A structure in service can be subjected to static, dynamic or moving loads. Several situations in practice involve estimation of moving loads which induce vibrations in the structure on which they are applied. An accurate estimation of these loads will ensure product quality and reliability of the final design, and mitigate the cost of structural health monitoring systems. The moving nature of dynamic loads increases the computational difficulty of the problem. One of the types of Inverse Problems involves estimation of the applied load from measured structural response such as strain or accelerations.
Measuring response at a limited number of locations causes the unavailability of full set of structural response which can lead to inaccurate results. The unavailability of full structural response is mainly due to three reasons — (i) financial constraints limiting the number of sensors that can be used, (ii) inaccessibility of loading locations to place sensors, and (iii) sensor influence on structural response. The load recovered from such insufficient structural response data will be prone to errors. Ill-conditioning of the inverse problem can be eliminated by choosing optimum sensor locations on the structure, which leads to precise load estimate. No studies could be found which consider optimum sensor placement while recovering dynamic moving loads acting on a structure. In this paper, the recovery of the dynamic moving loads through measurement of structural response at a finite number of optimally selected locations is investigated. The developed algorithm is implemented using ANSYS APDL and MATLAB programming environment.

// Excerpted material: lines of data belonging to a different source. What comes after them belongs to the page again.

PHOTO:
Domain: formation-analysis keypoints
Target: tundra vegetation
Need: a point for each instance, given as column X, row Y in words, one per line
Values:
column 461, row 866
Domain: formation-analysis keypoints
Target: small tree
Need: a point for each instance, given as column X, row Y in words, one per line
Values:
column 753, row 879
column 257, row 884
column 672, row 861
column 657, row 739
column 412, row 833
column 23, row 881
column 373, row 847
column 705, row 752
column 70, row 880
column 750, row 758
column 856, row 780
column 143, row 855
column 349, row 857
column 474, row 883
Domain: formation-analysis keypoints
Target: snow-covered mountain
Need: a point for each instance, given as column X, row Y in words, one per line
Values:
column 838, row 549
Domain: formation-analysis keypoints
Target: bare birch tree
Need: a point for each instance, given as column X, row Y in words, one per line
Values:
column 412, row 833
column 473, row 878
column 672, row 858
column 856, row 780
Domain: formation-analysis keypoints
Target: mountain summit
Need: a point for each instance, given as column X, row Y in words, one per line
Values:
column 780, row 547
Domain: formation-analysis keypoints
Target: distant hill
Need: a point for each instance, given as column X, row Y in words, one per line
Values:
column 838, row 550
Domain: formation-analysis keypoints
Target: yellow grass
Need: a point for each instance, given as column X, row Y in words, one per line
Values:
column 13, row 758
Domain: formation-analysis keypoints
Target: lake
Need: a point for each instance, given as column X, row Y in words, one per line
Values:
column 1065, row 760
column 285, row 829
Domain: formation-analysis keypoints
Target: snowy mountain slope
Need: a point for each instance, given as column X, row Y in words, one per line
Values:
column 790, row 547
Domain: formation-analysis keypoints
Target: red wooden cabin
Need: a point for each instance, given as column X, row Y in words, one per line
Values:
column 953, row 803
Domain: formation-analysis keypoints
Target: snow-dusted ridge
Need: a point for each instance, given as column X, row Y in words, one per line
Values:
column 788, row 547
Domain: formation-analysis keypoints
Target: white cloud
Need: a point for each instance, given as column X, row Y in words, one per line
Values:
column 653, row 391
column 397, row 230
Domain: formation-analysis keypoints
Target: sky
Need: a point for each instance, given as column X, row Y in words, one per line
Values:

Optimum sensor locations are identified using the D-optimal design algorithm and strain gages are placed at those locations. An algorithm is developed to utilize the strain data measured at optimum locations to estimate the moving load. The developed algorithm is applied to three example problems. The first example deals with the case where two orthogonal dynamic moving loads are applied at the same location. The second example involves a specific vehicle-bridge interaction problem. The vehicle is approximated as a half model consisting of two axles, where the dynamic loads from axles are modeled as point loads which move together. In both the cases, the estimated dynamic moving loads matched closely with the applied loads. In third example, the algorithm is also tested by adding 5% noise to the input response data. Even with random noise present in input strain data, the load estimates are obtained with a high degree of accuracy. Compared to conventional algorithms for estimating moving loads, the developed method makes the dynamic moving load recovery procedure accurate and relatively easy to implement.